IEC 60947-3は断路器の規格で、MMS は対象外です。ただし、IEC 60947のアイソレーションに適合していますので、IEC 60204-1の「電源断路機器として」適用可能です。

端子部の保護構造は?

形J7MCはIEC 60529で定める試験指が端子(挿入)穴とリリースホール両方ともで、通電部に接触しない保護構造IP20(フィンガープロテクション)を確保しています。

アイソレーション適合の意味は?

本体主接点が閉じている場合、ハンドルは①OFF表示しない②同時にOFFロックできないという要求事項に対応した機械の電気装置規格IEC 60204-1の「電源断路機器」を満足する構造を意味します。

MMSとコンタクタ(電磁接触器)を一体化したコンビネーションスタータの品揃えはあるのか?

コンビネーションスタータは一体化すると高さ方向(ダクト間)が長くなり、他の商品を制御盤に搭載する際、スペース効率が悪くなります。
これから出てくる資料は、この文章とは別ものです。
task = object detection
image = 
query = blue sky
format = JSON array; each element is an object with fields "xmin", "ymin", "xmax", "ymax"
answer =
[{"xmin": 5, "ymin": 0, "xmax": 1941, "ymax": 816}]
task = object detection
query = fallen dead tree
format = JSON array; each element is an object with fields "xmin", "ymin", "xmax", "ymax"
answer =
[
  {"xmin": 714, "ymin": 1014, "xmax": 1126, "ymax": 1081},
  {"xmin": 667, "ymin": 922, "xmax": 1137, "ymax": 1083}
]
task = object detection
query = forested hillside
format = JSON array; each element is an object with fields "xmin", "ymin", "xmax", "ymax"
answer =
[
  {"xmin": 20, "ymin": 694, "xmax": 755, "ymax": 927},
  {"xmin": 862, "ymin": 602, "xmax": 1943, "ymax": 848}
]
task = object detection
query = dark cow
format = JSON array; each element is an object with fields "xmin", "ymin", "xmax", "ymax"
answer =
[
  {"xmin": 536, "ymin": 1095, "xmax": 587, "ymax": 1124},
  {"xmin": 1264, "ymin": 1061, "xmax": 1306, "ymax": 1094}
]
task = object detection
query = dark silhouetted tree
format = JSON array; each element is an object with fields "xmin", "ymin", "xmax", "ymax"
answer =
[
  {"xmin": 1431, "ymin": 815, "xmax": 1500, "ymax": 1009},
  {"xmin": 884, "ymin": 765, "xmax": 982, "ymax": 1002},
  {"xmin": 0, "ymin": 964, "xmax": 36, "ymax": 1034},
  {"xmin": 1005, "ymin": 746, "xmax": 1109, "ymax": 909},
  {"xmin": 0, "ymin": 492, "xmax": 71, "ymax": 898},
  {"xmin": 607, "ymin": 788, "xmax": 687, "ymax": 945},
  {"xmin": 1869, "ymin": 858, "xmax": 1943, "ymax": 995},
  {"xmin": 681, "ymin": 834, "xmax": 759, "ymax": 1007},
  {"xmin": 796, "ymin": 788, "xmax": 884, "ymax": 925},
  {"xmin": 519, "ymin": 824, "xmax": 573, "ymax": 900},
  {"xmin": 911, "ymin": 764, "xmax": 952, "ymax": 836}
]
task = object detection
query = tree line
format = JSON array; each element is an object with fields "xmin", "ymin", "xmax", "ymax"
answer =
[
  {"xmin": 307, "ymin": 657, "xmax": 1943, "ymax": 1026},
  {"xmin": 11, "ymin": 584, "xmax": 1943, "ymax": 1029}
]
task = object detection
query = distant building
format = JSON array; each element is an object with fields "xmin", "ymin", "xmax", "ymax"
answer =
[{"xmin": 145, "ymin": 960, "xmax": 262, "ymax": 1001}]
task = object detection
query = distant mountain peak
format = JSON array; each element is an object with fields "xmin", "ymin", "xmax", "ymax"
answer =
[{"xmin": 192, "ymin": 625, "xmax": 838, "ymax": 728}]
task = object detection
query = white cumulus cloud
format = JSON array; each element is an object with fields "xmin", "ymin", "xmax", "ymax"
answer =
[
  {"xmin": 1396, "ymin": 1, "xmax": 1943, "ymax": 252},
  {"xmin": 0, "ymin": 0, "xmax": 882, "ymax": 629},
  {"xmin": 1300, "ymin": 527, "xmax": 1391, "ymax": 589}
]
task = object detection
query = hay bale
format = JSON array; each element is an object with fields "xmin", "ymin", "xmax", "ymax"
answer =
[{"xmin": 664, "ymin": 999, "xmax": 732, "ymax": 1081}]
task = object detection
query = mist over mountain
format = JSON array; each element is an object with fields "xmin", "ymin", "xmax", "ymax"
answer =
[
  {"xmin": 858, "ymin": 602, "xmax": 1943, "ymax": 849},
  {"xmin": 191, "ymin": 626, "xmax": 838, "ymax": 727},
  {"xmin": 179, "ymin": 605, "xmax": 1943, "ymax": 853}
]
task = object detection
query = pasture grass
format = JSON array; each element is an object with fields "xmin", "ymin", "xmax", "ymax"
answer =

そのため、オムロンの低圧開閉器には一体化したコンビネーションスタータはラインアップしていません。
よって、コンビネーションスタータが必要な場合は、電磁接触器とMMSを制御盤上で組み合わせて構成してください。

MMSの過電流によるトリップ仕様と短絡電流はどこを見ればよいか?

過電流のトリップ仕様は、定格電流Inおよび電流設定範囲/定格使用電流Ieを参照してください。定格使用電流Ieは可変調整ダイヤルで設定します。短絡電流が流れたときに瞬時に遮断できる電流については瞬時引外し電流を参照ください。
短絡電流に対する実力については定格遮断容量(定格限界遮断容量Icuおよび定格使用遮断容量Ics)を参照してください。

MMS遮断性能のIcuとIcsは何が違うのか?遮断責務とは何か?

いずれも遮断できる短絡電流の容量ですが、Icsは1度遮断した後でも連続して使用できる容量(ただし、2回目の遮断後は交換が必要)であるのに対し、Icuは安全に遮断できる容量(遮断後は通電もできず、交換が必要)です。遮断責務は短絡事故を想定した試験で動作しなければならない条件です。
Icuで要求される動作条件は、接点ONの状態で負荷回路を短絡して遮断機能を働かせて電流を遮断(O責務)した後、数分後に接点ONして直後に遮断機能を働かせて電流を遮断(CO責務)するものです。
Icsでの動作条件はIcuの条件で接点ONして直後に遮断機能を働かせて電流を遮断する動作を2回繰り返すものです。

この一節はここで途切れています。